Who is your Authority?

I just got a lovely email offering me 40 percent of Joel Osteen’s new book, “Become a Better You”. Trouble is, Joel Osteen doesn’t fit my idea of an authority on the subject he’s writing about. I’ve never even read the guy’s stuff and I only saw him once on television for about 23 seconds. Now, before I get inundated with Osteen supporters telling me I don’t know what I’m talking about, let me explain.

I read a lot. I mean a whole lot. Probably a lot more than you. Certainly way more than the average American. I’m not trying to turn this into a contest because I’m sure many people also read more than me. I just want to explain upfront that I’m no casual reader.

I also almost exclusively read non-fiction. Osteen’s books are the type of books I might read. I own over 1,000 books and I’m very close to being able to post the list of them here on the website (for reasons I’ll explain later).

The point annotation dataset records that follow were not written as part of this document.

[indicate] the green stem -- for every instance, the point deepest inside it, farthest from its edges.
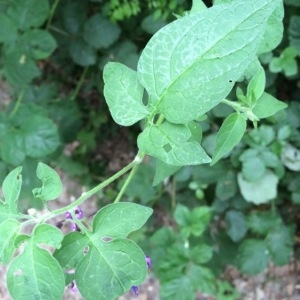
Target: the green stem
(128, 179)
(84, 196)
(233, 104)
(52, 11)
(17, 104)
(79, 84)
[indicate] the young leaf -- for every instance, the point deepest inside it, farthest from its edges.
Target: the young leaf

If I read fiction, it is usually a classic. I’m no highbrow intellectual (puh-lease!), but I just have a hard time devouring some recent novel that everyone loves when I still haven’t finished reading, for example, Moby Dick. I’m on year two of it. It’s true what they say about Moby Dick. It will break you. And yet, I truly enjoy the book. I’m actually looking forward to reading more Melville if I ever finish Moby Dick.

I tend to read personal growth books, how-to books, an occasional biography (I’d like to read more of these however), and of course computer programming and web development books. I have discount cards from B&N and Books-A-Million. And most of the time, if possible, I’d rather buy a book than check it out from the library. That’s because I read about a dozen books at once, so I often don’t finish a single book in time to return it without getting fined. Sometimes, I’ll come back to a book six months after I stopped reading it and finish it in a day. Plus, with six children, it’s rarely a waste to own a book because I figure it will get read by a few others eventually and one of them will inherit it one day.

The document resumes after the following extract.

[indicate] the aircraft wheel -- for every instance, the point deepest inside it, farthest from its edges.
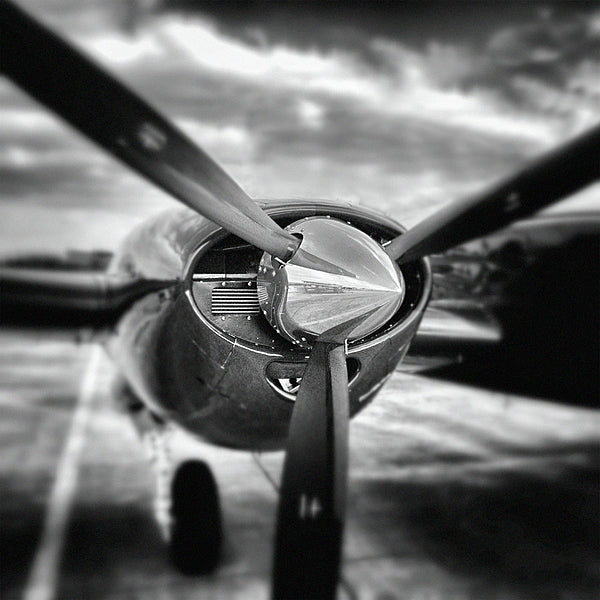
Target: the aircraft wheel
(196, 533)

So, with that being said, here’s why I’m so picky about the books I read. And why you should be, too.

I have gotten to the point in life (are you here with me?) that I just won’t read books that are not written by true experts. Not only must they have authority by virtue of their expertise in a given field, but they must be personally doing what they are preaching.

In other words…

I don’t read too many marriage books by marriage counselors. They see everything wrong. I’d rather read a book by someone who has been married fifty years.

I don’t read wealth and finance books from authors who aren’t millionaires. And in particular, I look for authors who inherited nothing, who started from scratch, and who failed multiple times.

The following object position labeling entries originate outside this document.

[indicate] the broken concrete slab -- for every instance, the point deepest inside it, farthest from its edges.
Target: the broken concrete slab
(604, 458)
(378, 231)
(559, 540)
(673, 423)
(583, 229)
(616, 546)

I don’t read “success” books by motivational speakers (with the possible exception of a bit of Tony Robbins) who go around giving success lectures at $400 a pop. John Maxwell is a perfect example of someone I do not read. He ran a church. Big deal. He hasn’t done one thing in his life I wish to emulate, nor has he done anything worth all the dozens of books he puts out. Quite frankly, he was a pastor who quit. Not my idea of success anyway. Jack Welch, former CEO of GE, is another person I don’t get. Everyone thinks he is a guru of business genius. He’s a former CEO who blew apart his family for his job. And if you ever read any Welch, you’ll quickly see he is a blow hard. And again, he never started anything from scratch. If anything, he followed the same path millions of others follow: go to college, get degree, work your way up over 30 years. Boring. I’d rather read Jeff Bozos (Amazon.com) biography eight times straight than eight words from Welch.

Same goes for religious or theology books. I read the scholars whenever I can (as long as I can understand most of it). This craze that everyone seems to have latched onto about “The Purpose Driven Life”, or “Who Moved the Cheese?” is beyond my understanding. Read some sermons of Charles Spurgeon. Or John Calvin. Or somebody who devoted their life to exploring the word of God. It isn’t that difficult. I suspect Osteen puts out the same kind of quickie religious self-help. I don’t want to unfairly attack Osteen or Rick Warren and others like them. I just think our time is so valuable that we should only read the absolute best that we can understand. If you really get a lot out of Osteen and similar authors, that’s fine. I just think you should try and elevate your reading to a higher plateau once you finish his books. Try something a bit more meaty.

The main point is that I think we should always question the authority of the author of a book before spending hours reading their ideas. If you’ve ever read Mortimer Adler’s “How to Read a Book” (which I recommend), you’ll recall he talks a lot about reading the cover, the inside sleeves, the introduction, preface, and forward, all before starting to read the book. I also look for an “About the Author” (in the back of the book a lot these days) or research him or her online. I do all this, no matter how interesting the book might look, to decide if this is the book I want to acquire on this subject. I’m not perfect at this, and I’ve made a few mistakes over the years. But its helped to not get swept up into the current rage or bestseller when a more worthy book, maybe one no longer in print or easily available, will do so much better.

Read the real experts if you want to become well-informed on a subject, not just someone who spouts out conventional wisdom from untested ideas.